The world of education data analysis is generally pretty boring sedate. It doesn’t normally feature the kind of excitement associated with, say, the rolling out of a big-budget sequel to a Hollywood blockbuster. But there was a touch of that energy yesterday with the release of a new report from U.S. Department of Education researcher Clifford Adelman, titled Toolbox Revisited: Paths to Degree Completion from High School Through College.
The report is essentially a sequel to a 1999 Adelman report called Answers in the Tool Box, which analyzed a nationally representative sample of students tracked over more than a decade from high school through college. Tool Box I contained a huge amount of smart, interesting analysis, but one finding stood out: the intensity of a student’s high school curriculum, measured by the number and difficulty of courses taken, is the single most important pre-college factor in determining their likelihood of graduating from college. More than race, income, or even grades and test scores, curricular intensity—particularly in math—matters most.

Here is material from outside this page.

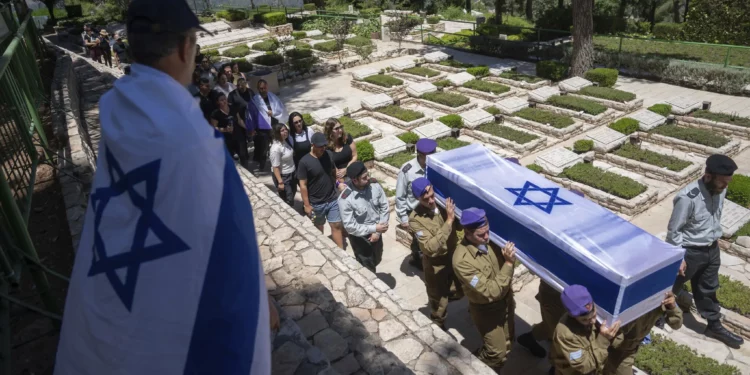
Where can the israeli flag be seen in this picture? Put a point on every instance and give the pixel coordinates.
(167, 277)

Those findings proved to be hugely influential. A host of high-profile trends, analyses, and policy initiatives—from the rapid rise in AP and IB coursetaking and Newsweek’s annual AP-based list of 100 best high schools to the American Diploma Project and the growing number of states moving to establish college prep as the default high school curriculum—have used the Tool Box analysis for empirical support.

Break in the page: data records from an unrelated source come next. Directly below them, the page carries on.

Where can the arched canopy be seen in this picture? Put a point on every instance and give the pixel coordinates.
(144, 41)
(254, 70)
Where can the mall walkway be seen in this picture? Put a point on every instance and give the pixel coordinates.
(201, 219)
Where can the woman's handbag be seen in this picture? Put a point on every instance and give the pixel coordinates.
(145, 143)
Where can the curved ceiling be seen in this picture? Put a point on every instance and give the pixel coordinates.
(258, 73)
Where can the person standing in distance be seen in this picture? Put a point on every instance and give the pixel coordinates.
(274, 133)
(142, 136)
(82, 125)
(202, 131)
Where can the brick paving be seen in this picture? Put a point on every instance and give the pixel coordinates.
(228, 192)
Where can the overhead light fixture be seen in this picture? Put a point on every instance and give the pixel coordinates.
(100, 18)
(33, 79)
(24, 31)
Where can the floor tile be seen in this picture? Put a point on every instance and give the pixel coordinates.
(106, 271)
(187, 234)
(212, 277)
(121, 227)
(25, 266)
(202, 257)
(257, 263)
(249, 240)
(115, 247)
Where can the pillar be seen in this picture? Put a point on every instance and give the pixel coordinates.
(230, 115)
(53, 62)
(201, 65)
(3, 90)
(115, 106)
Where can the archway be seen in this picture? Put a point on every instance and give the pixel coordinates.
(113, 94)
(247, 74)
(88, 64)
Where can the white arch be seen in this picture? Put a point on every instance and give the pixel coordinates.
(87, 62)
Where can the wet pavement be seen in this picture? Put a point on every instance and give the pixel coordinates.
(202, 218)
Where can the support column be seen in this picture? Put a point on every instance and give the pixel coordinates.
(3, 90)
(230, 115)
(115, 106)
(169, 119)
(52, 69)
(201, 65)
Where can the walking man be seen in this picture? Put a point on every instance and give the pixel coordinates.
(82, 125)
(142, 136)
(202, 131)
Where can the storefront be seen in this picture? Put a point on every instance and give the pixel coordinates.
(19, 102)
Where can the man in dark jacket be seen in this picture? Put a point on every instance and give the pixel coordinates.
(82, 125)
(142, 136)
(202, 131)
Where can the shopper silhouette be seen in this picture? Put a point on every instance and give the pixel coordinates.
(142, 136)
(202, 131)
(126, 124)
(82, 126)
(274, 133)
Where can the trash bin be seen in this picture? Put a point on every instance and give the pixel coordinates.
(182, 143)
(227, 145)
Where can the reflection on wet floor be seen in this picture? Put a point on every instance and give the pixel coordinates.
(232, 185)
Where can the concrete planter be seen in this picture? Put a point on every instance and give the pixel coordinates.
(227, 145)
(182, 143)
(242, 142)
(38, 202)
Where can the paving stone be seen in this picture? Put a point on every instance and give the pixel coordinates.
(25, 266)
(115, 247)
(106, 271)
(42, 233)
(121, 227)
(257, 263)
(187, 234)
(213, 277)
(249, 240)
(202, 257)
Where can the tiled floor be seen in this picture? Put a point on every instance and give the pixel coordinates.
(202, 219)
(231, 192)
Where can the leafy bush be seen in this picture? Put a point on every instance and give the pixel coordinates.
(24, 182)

Toolbox Part Deux replicates and improves upon the first report, using a more recent longitudinal data set from the 1990s. Thankfully, it doesn’t suffer from the standard sequel letdown. Equally chock-full of insightful data tables and timely perspectives, it confirms the original findings: academic intensity in high school has the greatest impact on college success.
The report also has much to say about the college experience. Earning enough credits in the first year is crucial; students who earn less than 20 credits as freshmen are far less likely to graduate, even if they return for a second year. Students who repeat or withdraw without penalty from 20 percent or more of their courses have their likelihood of graduating cut in half. Delayed entry to college and part-time attendance are negatives and continuous enrollment matters a lot: students who leave for more than a short amount of time are at significant risk of never coming back.
Adelman uses his empirical findings as the basis for some arguable opions about policy: like many in higher education, he’s too quick to dismiss institutional graduation rates as a meaningful measure of success.
But overall the Tool Box series should serve as an object lesson for data geeks and policy analysts everywhere: if you combine a rock-solid data source with smart, sophisticated analysis and translate those findings into a clear message that connects with a timely policy problem, you can, through sheer force of evidence, change the world around you. Hopefully, further sequels are to come.